Die „Zero Impact Factory“-Methodik soll ab 2025 das bisherige KPI-System der Umwelt Entlastung Produktion (UEP) ablösen. Damit erfolgt ein Wechsel von der Steuerung nach rein performanceorientierten und fahrzeugspezifischen Kennzahlen hin zu einer Reduzierung der absoluten Umweltauswirkungen unserer Produktion. Unser Ziel: Bis 2050 streben wir einen „Zero Impact“-Status für alle Standorte zur Fertigung von Pkw und leichten Nutzfahrzeugen an.
Um unter anderem derartige Programme zu unterstützen, wurde seit Mitte 2019 in allen Produktionsstandorten weltweit ein eigens entwickeltes Managementsystem eingeführt, das die wesentlichen Themen aus dem Bereich Compliance mit denen des Umweltmanagements verknüpft. Dieses Umwelt-Compliance-Managementsystem (UCMS) bildet die Grundlage für die Einhaltung aller externen und internen Vorschriften und Regeln in Bezug auf die Umwelt.

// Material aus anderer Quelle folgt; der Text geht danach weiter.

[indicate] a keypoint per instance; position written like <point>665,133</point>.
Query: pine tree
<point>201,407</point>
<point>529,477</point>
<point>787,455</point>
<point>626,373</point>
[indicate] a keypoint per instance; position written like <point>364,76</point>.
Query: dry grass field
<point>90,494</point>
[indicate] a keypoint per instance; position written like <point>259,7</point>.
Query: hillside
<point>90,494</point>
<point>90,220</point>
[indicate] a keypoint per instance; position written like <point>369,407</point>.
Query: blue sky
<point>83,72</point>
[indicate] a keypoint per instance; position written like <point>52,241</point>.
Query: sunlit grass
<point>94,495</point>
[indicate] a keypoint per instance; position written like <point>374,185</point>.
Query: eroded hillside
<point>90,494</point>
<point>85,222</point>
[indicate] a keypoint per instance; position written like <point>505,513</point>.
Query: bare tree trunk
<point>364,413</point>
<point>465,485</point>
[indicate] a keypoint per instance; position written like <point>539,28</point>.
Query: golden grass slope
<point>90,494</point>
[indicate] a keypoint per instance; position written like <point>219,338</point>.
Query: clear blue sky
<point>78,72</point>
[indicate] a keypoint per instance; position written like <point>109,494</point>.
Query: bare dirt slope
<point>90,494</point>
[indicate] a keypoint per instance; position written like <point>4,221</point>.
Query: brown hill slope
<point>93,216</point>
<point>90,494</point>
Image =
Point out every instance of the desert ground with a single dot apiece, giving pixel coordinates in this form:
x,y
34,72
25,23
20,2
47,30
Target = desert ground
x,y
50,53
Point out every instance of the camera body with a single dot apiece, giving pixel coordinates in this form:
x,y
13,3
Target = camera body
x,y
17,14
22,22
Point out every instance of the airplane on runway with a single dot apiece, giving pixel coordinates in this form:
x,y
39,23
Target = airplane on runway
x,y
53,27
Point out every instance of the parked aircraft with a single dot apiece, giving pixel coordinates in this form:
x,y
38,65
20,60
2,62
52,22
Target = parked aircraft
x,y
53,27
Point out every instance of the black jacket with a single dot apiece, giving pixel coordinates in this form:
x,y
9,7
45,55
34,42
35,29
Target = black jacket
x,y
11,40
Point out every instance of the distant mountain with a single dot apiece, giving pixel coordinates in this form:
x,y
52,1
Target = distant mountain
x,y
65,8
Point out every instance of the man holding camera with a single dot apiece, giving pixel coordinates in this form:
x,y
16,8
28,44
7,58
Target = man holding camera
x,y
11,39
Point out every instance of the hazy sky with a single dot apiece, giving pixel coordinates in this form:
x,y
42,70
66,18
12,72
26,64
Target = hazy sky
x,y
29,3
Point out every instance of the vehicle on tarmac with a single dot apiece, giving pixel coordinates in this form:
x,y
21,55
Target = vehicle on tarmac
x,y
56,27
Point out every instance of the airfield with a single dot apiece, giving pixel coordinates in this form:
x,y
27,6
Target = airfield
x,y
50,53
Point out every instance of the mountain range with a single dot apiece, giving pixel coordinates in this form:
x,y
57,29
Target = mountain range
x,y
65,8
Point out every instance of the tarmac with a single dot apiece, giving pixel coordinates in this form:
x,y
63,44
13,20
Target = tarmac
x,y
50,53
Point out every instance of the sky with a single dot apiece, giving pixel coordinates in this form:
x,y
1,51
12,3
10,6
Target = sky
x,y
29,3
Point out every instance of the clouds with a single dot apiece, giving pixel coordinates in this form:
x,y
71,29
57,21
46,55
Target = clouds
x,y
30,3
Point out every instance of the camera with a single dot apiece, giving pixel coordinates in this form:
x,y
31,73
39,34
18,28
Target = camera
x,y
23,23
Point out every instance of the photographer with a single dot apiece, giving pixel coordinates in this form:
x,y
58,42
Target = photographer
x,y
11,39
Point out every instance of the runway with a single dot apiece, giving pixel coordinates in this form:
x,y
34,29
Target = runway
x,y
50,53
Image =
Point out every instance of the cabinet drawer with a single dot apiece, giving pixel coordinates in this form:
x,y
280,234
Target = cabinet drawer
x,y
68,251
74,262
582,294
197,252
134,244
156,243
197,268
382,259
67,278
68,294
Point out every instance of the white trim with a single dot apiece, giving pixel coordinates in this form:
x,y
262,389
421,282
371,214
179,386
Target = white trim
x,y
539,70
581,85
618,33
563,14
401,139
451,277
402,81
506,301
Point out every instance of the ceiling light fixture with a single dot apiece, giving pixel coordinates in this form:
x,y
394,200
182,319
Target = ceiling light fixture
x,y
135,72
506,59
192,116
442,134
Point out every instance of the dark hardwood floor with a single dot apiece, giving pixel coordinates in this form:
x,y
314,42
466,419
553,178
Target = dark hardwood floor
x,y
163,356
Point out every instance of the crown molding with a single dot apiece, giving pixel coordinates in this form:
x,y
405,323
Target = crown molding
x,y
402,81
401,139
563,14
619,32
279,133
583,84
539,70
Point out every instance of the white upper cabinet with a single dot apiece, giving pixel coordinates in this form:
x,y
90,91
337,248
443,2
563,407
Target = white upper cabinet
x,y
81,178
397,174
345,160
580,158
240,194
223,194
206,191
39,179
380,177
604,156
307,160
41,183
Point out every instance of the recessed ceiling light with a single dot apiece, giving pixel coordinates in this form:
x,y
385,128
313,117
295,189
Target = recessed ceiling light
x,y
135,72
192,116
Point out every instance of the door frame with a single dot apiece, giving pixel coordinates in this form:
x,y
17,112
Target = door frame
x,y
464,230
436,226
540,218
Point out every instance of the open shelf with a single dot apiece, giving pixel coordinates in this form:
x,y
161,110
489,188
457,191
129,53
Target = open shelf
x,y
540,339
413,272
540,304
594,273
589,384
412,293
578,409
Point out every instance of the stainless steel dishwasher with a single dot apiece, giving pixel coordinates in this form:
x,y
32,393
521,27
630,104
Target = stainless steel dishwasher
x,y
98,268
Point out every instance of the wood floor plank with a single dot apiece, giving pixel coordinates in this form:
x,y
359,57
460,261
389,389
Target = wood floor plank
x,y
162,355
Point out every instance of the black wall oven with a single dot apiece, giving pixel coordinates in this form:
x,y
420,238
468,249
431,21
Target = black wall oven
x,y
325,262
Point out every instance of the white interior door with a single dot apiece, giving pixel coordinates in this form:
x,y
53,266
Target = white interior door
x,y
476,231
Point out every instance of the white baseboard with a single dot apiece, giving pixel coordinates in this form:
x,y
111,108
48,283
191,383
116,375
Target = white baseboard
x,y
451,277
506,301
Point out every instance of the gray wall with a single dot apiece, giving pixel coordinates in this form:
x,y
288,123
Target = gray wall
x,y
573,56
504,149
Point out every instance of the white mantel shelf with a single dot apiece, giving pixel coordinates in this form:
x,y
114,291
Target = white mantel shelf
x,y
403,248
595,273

Die UCMS-Umsetzung bezog sich zunächst auf die großen Produktions- und Entwicklungsstandorte. Im zweiten Schritt wurde das Anwendungsgebiet des UCMS auch auf Konzerngesellschaften erweitert, deren Geschäftstätigkeit ein geringeres Umweltrisiko mit sich bringt. Der Ausroll- und Beratungsprozess wurde im Berichtsjahr weiterhin aktiv unterstützt, begleitet und nachverfolgt.
Um Synergien zu heben, fördern wir weltweit die Vernetzung und den Austausch zwischen den Marken. Unsere Umweltexperten treffen sich regelmäßig in Arbeitsgruppen. Außerdem schulen wir Mitarbeiter und Führungskräfte gezielt zum Thema Umweltschutz.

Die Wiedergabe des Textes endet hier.